On Fri, Jun 2, 2017 at 12:46 PM, <valdis.kletni...@vt.edu> wrote:

> On Fri, 02 Jun 2017 15:11:36 -0000, Rod Beck said:
> > Landing stations can be 10 to 30 kilometers from the beach manhole. I
> don't
> > think it is big concern. Hibernia Atlantic dublin landing station is a
> good
> > example.
> So 100% of those beach manholes are watertight and safe from flooding, and
> don't contain any gear that will get upset if it does in fact end up with
> salt water in there?
> This listing for landing points in Japan seems to call out a hell of a lot
> of
> specific buildings that are nowhere near 10 to 30 km inland:
> https://www.google.com/maps/d/viewer?mid=1Siy5qBMoFyBUlSFNHdHDpGAkIR0
> Singapore: Right on the water.
> http://www.streetdirectory.com/sg/singapore-cable-
> landing-station/1-changi-north-rise-498817/8118_79569.html
> Hong Kong:  More of same (though with its hills, some of the 8 sites may
> actually be a bit above sea level even though they're 2 blocks from water)
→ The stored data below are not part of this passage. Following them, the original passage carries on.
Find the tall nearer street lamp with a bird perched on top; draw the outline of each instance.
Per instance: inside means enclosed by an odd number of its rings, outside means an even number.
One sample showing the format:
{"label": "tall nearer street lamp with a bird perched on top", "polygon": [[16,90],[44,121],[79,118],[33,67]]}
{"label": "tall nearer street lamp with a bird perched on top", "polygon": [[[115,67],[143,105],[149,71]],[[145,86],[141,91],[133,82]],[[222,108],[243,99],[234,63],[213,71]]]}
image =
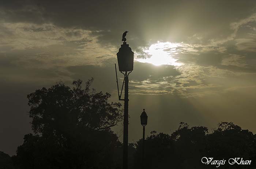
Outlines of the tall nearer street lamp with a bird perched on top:
{"label": "tall nearer street lamp with a bird perched on top", "polygon": [[[118,61],[118,68],[119,71],[124,75],[124,81],[121,89],[121,94],[119,95],[119,87],[118,87],[118,79],[117,79],[117,72],[116,72],[116,82],[117,82],[117,91],[118,91],[118,99],[120,101],[124,101],[124,132],[123,132],[123,169],[128,168],[128,76],[133,70],[133,59],[134,53],[132,49],[129,47],[126,41],[126,34],[128,31],[125,31],[123,34],[121,47],[117,52],[117,61]],[[116,67],[116,64],[115,64]],[[124,99],[121,99],[122,91],[124,87]]]}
> http://www.ofca.gov.hk/en/industry_focus/telecommunications/facility_
> based/infrastructures/submarine_cables/index.html
> Cryptome has a bunch of older images that tend to indicate that a lot of
> buildings right on the water in New Jersey and Long Island are involved:
> https://cryptome.org/eyeball/cable/cable-eyeball.htm
is this a case of 'wherer the cable gets dry' vs 'where the electronics
doing cable things lives' ?
aren't (normally) the dry equipment locations a bit inland and then have
last-mile services from the consortium members headed inland to their
respective network pops?

> And that's just in the first 3 pages returned by Google for "cable landing
> station
> map".
> The experience of the Manhattan phone system when the conduits and
> basements
> flooded during Sandy tends to indicate that we *are* in for similar
> surprises over the coming decades.